Ubuntu is everywhere. You heard it right?!
Here is the simple breakdown about the various applications packaging services:
Rocks and Rockcraft:
Rocks: Think of Rocks as a new generation of secure, minimal, and OCI-compliant container images built on Ubuntu. They are designed to be lean and specific. They contain only what is necessary for an application to run, which reduces the attack surface and improves efficiency.
Rockcraft: This is the tool used to build Rocks. It automates the process of creating these container images, handling many complex steps. This lets developers focus on defining the content of the application. It makes building production-grade container images easier for everyone.
Snaps and Snapcraft:
Snaps: These are self-contained software packages that work across many different Linux distributions. Imagine an app package that includes the application and all its dependencies, so it just works out of the box, no matter what Linux version you’re using. They run in a secure, isolated environment, a sandbox.

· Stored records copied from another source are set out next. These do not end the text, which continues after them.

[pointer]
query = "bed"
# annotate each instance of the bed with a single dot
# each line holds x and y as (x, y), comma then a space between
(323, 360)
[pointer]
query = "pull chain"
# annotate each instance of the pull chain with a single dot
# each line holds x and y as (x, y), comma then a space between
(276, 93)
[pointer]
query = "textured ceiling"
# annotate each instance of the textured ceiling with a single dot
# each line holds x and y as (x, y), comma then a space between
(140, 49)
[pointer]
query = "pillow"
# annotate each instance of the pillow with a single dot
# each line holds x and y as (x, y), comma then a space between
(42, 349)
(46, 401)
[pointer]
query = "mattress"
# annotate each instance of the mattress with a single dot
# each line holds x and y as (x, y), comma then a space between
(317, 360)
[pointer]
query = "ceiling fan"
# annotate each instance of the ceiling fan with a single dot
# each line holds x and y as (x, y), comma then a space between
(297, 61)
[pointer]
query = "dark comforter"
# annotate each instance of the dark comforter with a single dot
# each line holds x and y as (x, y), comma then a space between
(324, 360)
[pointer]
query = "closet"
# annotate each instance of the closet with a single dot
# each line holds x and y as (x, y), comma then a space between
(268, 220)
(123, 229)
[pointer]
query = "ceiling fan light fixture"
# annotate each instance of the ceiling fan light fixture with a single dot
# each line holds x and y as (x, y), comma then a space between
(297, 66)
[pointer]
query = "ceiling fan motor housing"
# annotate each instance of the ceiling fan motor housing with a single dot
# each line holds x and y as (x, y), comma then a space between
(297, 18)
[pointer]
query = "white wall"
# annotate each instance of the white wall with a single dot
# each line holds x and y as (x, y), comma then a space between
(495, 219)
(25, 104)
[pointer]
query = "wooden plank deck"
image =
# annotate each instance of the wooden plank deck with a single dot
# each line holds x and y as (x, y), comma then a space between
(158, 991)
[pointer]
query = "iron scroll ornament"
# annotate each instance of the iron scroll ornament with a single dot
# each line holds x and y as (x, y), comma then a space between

Snapcraft: This is the tool for developers to create Snap packages. It helps you bundle your application and its dependencies into a single .snap file, making it easy to distribute to users.
Charms and Charmcraft:
Charms: These are essentially operators or automation scripts that hold the operational knowledge for deploying, configuring, scaling, and integrating applications. Think of them as the brains that know how to run and manage a specific piece of software, like a database or a web server, on various infrastructures like Kubernetes, VMs, or bare metal. They go beyond just installation; they manage the entire lifecycle.
Charmcraft: This is the tool used to build Charms. It provides the framework and utilities for developers to write these operational automation scripts. This allows them to define how an application should be managed clearly.
Juju:
Juju is an open-source orchestration engine that uses Charms to deploy, integrate, and manage applications at any scale across different infrastructures like public clouds, private clouds, Kubernetes, VMs, or bare metal. It acts as a modeling tool. You can define complex application setups, such as a web application connected to a database and a load balancer, and deploy and manage them easily. Juju leverages Charms to automate the entire lifecycle of these applications and their interactions.
Container Build Service:
Canonical’s Container Build Service is a commercial offering where Canonical builds, tests, and maintains custom container images for enterprises. If you need specific open-source software containerized and want long-term support, including security updates, dependency management, and ongoing maintenance, Canonical’s service will handle it for you. It allows businesses to obtain secure, optimized, and fully supported container images without managing the build and maintenance process themselves.